Los científicos de la zona se encuentran muy sorprendidos, pues no saben si estos ejemplares, que son muy pocos, llegaron a Isla Martillo por accidente o por obra de la acción humana, según narra la revista ‘Wired’ en un reciente artículo que trata el tema. “Probablemente sea un accidente”, asegura Andrea Raya Rey, investigadora del CADIC. “Tal vez estaban deambulando por el océano en busca de comida y llegaron a la isla”. Una de las particularidades de esta especie de pingüinos, como explica la científica, es que son grandes recolectores de larga distancia, por lo que es posible que hayan llegado a nado con el objetivo de alimentarse a ellos y a sus crías.

“Los pingüinos son centinelas del medio marino. Al estudiarlos, puedes entender muchísimo mejor el estado del mar y del océano”
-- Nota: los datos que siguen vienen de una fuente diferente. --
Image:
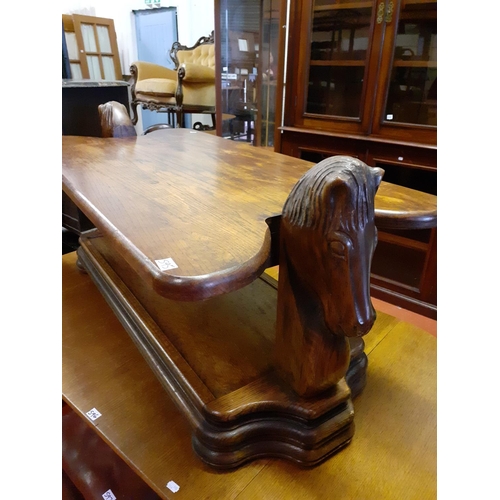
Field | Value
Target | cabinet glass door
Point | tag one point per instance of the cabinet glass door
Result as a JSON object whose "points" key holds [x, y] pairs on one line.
{"points": [[339, 51], [412, 91]]}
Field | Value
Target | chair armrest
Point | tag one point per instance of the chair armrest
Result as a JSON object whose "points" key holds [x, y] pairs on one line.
{"points": [[145, 70], [197, 73]]}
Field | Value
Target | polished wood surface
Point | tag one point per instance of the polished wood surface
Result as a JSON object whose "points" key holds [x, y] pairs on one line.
{"points": [[392, 455], [214, 359], [201, 200]]}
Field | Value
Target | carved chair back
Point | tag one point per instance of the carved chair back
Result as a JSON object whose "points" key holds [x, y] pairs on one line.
{"points": [[202, 52]]}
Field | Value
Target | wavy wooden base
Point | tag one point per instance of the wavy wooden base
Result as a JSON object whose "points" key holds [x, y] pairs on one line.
{"points": [[215, 360]]}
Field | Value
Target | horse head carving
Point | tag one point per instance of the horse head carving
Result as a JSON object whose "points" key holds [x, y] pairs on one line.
{"points": [[328, 237], [328, 226]]}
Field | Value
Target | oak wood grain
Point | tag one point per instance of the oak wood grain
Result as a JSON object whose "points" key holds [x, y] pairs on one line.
{"points": [[225, 436], [392, 456], [393, 452], [202, 201], [103, 369]]}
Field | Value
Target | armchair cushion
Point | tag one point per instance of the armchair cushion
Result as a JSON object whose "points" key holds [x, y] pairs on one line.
{"points": [[146, 70], [157, 86], [204, 55]]}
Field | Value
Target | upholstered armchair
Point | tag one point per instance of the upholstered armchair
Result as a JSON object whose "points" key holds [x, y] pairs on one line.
{"points": [[190, 88]]}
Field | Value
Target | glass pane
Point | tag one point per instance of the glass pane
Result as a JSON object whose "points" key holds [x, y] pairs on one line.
{"points": [[412, 93], [76, 71], [89, 38], [71, 45], [339, 48], [240, 62], [269, 53], [94, 69], [109, 68], [103, 36]]}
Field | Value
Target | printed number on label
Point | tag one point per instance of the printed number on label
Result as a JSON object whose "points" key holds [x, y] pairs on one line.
{"points": [[93, 414]]}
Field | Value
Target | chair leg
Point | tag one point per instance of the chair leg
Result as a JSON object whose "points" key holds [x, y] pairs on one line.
{"points": [[135, 116]]}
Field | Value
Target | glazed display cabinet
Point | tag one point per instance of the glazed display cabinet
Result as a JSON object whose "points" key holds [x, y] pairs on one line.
{"points": [[361, 80]]}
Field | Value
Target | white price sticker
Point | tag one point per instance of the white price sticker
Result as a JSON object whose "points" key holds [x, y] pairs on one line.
{"points": [[173, 487], [166, 264], [93, 414]]}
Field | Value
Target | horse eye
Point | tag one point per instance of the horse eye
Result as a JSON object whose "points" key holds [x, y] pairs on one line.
{"points": [[337, 248]]}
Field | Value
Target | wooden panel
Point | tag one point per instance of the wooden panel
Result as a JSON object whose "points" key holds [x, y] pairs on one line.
{"points": [[392, 455], [103, 369], [200, 200]]}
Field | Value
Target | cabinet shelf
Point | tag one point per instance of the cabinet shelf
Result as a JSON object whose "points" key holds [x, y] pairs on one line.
{"points": [[403, 241], [414, 64], [339, 62], [350, 5]]}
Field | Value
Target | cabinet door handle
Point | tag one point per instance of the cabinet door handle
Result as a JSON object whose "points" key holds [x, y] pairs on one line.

Cuando fueron descubiertos, los investigadores se dieron cuenta que se trataba de ejemplares maduros, ya que no parecían intentar reproducirse. Pero en los últimos años, una pareja logró dar a luz a su primer polluelo solo que desgraciadamente la pequeña cría murió a las pocas semanas. “Sospechamos que fue a raíz del calor, ya que tuvimos un verano muy caluroso para Ushuaia”, asegura Sami Dodino, pingüinólogo del Instituto Científico Argentino (CACID). Otra teoría es la falta de experiencia en su nuevo hábitat, sobre todo de cara para empezar a hacer una nueva colonia. “Por lo general, las crías se reúnen en invierno para calentarse mientras sus padres van a por comida”, asegura por su parte Raya Rey. “Esto lógicamente no sucede si solo hay un ejemplar”.

Los científicos argentinos tienen todavía grandes incógnitas que despejar debido a que, a pesar de haberse percatado de este hecho insólito hace relativamente poco, no han podido progresar en la investigación debido a las restricciones por la pandemia. Han colocado cámaras en puntos clave de la isla y este año esperan recoger plumas de los ejemplares, así como instalar pequeños dispositivos GPS en su cuerpo para conocer más a fondo los lugares a los que van a por comida o cómo se relacionan en grupo.

“Creo que este año vamos a peder toda la temporada de investigación”, resalta Dodino con pena, aunque también agrega que así los pingüinos serán más felices y vivirán más a sus anchas. “Los pingüinos son centinelas del medio marino”, concluye por su parte Raya Rey. “Al estudiarlos, puedes entender muchísimo mejor el estado del mar y el océano, si atendemos a la observación no solo de la especie sino del entorno en el que vive. Ver cómo los pingüinos adoptan su comportamiento al medio podría servir para desentrañar más consecuencias de la crisis climática y demás desafíos ambientales. Si los investigamos, podríamos obtener una alerta temprana sobre lo que está sucediendo en el oceáno”.